We played Rock, Paper, Scissors last night to see who was the least drunk to drive.
The Rock won.
martini and pecan pie.. breakfast of champions.
I made him recite stats from the playoffs game last night before I would go down on him.
We're making herpes jokes very loudly and hoping she notices.
Restaurants Roasting People Who Gave Them Negative Yelp Reviews (25 Pics)
I am literally the only girl who can black out and wake up pantsless and STILL be 99% sure I didn't get any.
He professed his love for me while I danced on a picnic table with a bottle of Absolut. I said thank you and walked away.
Are you drunk? Because I am and if you're not, this may be very awkward in the morning
Thats for me to know and you to find out.

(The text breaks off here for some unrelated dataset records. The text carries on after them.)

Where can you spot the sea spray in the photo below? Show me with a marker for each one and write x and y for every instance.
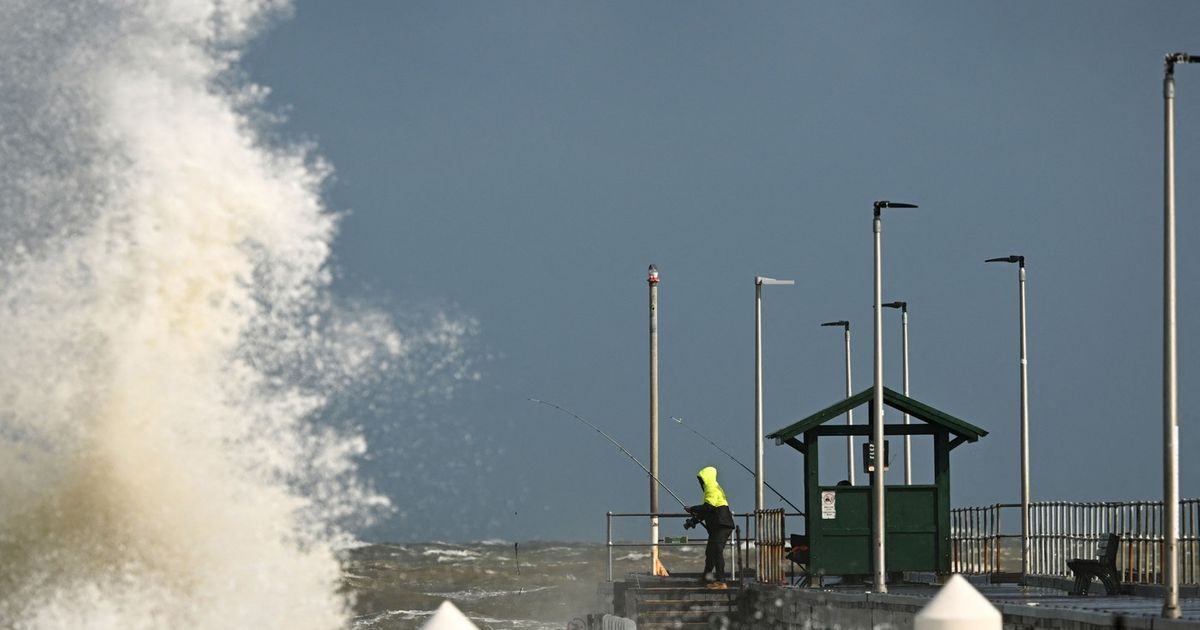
(167, 339)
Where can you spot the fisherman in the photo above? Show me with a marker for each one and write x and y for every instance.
(714, 514)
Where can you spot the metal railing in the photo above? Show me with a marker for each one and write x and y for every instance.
(769, 538)
(1063, 531)
(735, 558)
(769, 543)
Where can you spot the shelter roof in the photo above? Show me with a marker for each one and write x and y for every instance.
(961, 429)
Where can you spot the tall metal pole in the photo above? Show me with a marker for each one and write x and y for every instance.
(653, 281)
(1025, 415)
(850, 413)
(1025, 436)
(907, 419)
(879, 522)
(757, 396)
(1170, 365)
(759, 281)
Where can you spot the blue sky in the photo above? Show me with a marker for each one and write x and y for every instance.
(521, 163)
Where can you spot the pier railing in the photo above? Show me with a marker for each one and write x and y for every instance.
(987, 540)
(767, 534)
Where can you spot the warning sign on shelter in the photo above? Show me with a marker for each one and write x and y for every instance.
(828, 504)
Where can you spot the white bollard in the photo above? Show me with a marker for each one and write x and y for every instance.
(449, 617)
(958, 606)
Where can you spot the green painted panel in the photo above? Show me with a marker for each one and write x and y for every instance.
(840, 533)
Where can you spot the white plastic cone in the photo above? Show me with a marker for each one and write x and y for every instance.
(958, 606)
(449, 617)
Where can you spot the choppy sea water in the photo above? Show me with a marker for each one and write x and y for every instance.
(499, 586)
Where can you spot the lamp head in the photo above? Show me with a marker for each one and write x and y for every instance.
(882, 204)
(1018, 259)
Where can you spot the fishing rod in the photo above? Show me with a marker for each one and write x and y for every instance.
(615, 443)
(679, 421)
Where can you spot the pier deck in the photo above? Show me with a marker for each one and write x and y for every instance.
(844, 606)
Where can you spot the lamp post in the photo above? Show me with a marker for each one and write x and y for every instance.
(1025, 419)
(907, 419)
(1170, 364)
(850, 413)
(759, 281)
(881, 585)
(652, 279)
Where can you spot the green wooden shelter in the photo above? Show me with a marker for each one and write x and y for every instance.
(838, 517)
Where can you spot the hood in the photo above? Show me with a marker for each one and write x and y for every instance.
(713, 493)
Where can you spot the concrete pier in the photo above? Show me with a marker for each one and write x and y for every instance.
(754, 606)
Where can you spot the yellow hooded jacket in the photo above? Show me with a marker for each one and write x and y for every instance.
(715, 510)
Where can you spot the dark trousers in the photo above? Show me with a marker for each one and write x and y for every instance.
(714, 553)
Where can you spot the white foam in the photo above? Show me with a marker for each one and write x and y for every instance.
(168, 333)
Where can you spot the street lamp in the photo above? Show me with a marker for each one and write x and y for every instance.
(759, 281)
(1170, 364)
(850, 413)
(881, 585)
(1025, 419)
(652, 280)
(907, 438)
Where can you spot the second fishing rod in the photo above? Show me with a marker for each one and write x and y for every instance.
(647, 471)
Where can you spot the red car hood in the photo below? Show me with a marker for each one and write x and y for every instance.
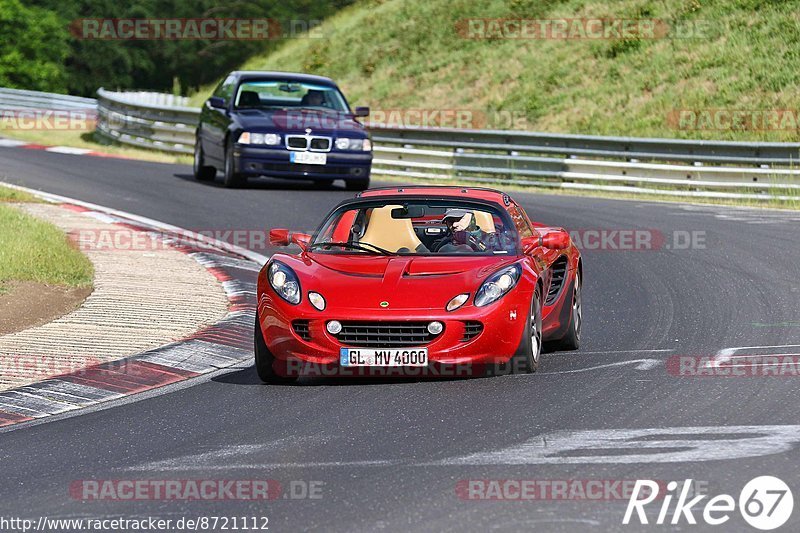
(406, 282)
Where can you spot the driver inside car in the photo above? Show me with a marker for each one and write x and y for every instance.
(464, 235)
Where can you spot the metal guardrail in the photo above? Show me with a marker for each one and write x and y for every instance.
(17, 99)
(706, 169)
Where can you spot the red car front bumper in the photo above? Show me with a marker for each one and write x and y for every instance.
(503, 324)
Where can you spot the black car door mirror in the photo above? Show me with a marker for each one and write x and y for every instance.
(217, 102)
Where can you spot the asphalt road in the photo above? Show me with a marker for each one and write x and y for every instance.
(390, 456)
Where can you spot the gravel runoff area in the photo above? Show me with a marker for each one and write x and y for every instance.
(145, 295)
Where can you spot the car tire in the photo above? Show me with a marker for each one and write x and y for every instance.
(202, 172)
(265, 360)
(231, 177)
(526, 360)
(572, 339)
(356, 184)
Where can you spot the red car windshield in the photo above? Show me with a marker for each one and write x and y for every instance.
(418, 227)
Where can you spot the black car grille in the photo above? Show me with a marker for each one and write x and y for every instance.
(471, 330)
(297, 142)
(320, 143)
(559, 269)
(301, 142)
(311, 169)
(385, 334)
(300, 327)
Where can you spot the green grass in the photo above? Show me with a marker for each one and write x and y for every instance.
(33, 250)
(401, 54)
(83, 139)
(13, 195)
(790, 205)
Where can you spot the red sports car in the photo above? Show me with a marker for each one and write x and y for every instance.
(417, 278)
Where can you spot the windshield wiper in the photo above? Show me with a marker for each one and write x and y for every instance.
(364, 247)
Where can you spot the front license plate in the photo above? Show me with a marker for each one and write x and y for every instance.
(383, 357)
(308, 158)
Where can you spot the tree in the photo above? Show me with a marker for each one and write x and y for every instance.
(33, 48)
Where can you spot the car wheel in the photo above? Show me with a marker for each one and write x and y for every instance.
(265, 361)
(526, 360)
(572, 339)
(356, 184)
(231, 177)
(202, 172)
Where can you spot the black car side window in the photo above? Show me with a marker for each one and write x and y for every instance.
(225, 89)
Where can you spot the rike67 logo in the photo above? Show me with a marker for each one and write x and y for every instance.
(765, 503)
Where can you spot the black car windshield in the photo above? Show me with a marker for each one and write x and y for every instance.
(285, 94)
(417, 227)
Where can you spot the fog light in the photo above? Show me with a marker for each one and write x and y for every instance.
(457, 302)
(434, 328)
(316, 300)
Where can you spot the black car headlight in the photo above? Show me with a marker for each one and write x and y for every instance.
(284, 281)
(360, 145)
(497, 285)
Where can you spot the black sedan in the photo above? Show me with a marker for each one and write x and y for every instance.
(281, 125)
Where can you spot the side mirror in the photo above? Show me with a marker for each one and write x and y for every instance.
(556, 240)
(529, 243)
(301, 240)
(284, 237)
(217, 102)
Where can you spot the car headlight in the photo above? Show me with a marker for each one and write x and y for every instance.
(457, 301)
(343, 143)
(270, 139)
(316, 300)
(497, 285)
(284, 281)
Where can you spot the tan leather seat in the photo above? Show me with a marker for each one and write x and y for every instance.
(390, 233)
(485, 221)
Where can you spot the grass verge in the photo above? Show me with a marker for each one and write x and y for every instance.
(413, 55)
(13, 195)
(792, 205)
(84, 139)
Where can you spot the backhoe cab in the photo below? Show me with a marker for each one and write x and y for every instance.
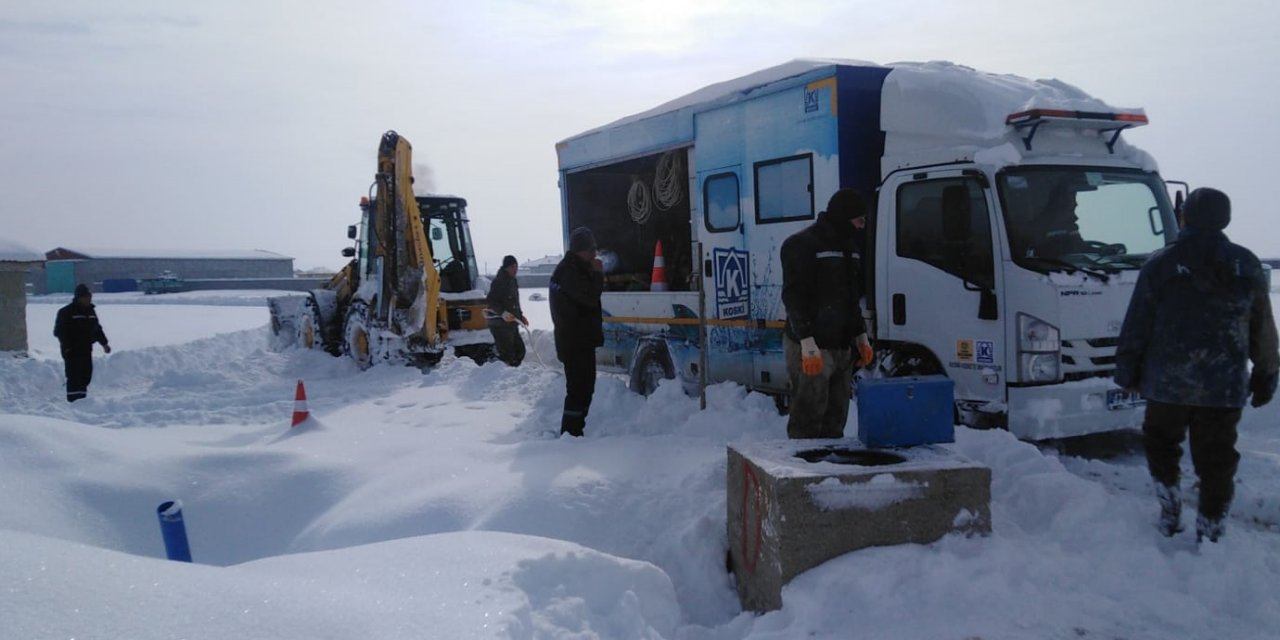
(410, 291)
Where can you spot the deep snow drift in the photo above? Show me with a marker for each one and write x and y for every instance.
(439, 504)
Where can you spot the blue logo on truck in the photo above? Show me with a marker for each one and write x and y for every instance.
(810, 100)
(732, 283)
(986, 352)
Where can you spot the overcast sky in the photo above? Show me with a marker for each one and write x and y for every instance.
(254, 124)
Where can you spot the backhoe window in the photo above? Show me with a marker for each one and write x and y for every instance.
(1066, 218)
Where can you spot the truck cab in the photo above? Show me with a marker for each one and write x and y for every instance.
(1010, 220)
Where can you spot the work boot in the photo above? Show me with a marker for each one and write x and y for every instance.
(1170, 508)
(1211, 528)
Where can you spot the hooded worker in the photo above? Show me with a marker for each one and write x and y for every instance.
(77, 329)
(1200, 312)
(576, 312)
(824, 334)
(503, 314)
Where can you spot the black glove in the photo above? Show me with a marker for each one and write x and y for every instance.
(1262, 387)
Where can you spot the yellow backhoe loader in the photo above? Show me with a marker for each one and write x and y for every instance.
(410, 291)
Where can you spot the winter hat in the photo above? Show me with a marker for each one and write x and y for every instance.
(846, 205)
(581, 240)
(1207, 209)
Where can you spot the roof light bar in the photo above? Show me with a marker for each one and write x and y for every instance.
(1037, 114)
(1104, 122)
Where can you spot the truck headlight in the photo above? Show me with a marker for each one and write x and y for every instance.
(1038, 351)
(1040, 368)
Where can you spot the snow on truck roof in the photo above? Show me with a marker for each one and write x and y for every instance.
(929, 99)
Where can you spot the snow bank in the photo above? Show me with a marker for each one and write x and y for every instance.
(452, 585)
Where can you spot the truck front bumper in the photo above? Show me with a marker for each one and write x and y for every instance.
(1068, 410)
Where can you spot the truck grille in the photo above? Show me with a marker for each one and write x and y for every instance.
(1089, 357)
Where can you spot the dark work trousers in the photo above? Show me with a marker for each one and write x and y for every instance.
(80, 371)
(1212, 449)
(579, 388)
(506, 339)
(819, 403)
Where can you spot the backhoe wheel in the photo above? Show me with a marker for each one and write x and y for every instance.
(310, 337)
(356, 339)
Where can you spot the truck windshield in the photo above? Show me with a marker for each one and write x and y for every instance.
(1068, 218)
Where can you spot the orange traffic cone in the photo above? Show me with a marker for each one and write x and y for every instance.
(658, 280)
(300, 406)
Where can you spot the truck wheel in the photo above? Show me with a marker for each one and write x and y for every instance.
(652, 366)
(356, 341)
(310, 334)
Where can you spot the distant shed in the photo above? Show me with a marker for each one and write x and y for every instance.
(16, 261)
(65, 268)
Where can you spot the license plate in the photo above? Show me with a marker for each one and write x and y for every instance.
(1120, 398)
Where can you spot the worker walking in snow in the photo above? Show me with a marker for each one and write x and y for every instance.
(503, 312)
(824, 334)
(77, 329)
(1200, 312)
(576, 312)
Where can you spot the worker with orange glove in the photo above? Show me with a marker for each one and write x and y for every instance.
(824, 334)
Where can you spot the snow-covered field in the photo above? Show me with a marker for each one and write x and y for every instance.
(437, 506)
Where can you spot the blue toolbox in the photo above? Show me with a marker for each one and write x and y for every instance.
(906, 411)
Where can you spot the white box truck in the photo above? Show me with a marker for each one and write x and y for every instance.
(963, 278)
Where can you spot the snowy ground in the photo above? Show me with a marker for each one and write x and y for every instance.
(435, 506)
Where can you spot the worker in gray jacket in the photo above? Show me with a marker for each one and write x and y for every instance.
(1200, 312)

I just spent an hour in the shower pretending I was a member of the b-52's. I can't go to work like this
No more going to class sober.. Tried it for a day or two, its just not for me
Woman Posts Harassing DMs From Creep Online, Now He’s Upset Because People Told His Mom
How high were you when you left that message, cause you made honest-to-God, credible seal noises.
you could be the only one getting laid right now....yet your sitting in here making goat noises
You realized your blanket was a snuggie, spread your arms, and yelled "tonight I sleep like jesus!"
DUDE NEVER CALL THE COPS BACK
The cop told you he couldn't let you pee. You just pulled your pants down and squared anyway and im surprised you didnt get arrested.No more drinking for you.
My professor congratulated me on turning my assignment in early. I didn't have the heart to tell him I only passed it in early cause my sex plans got canceled for the night.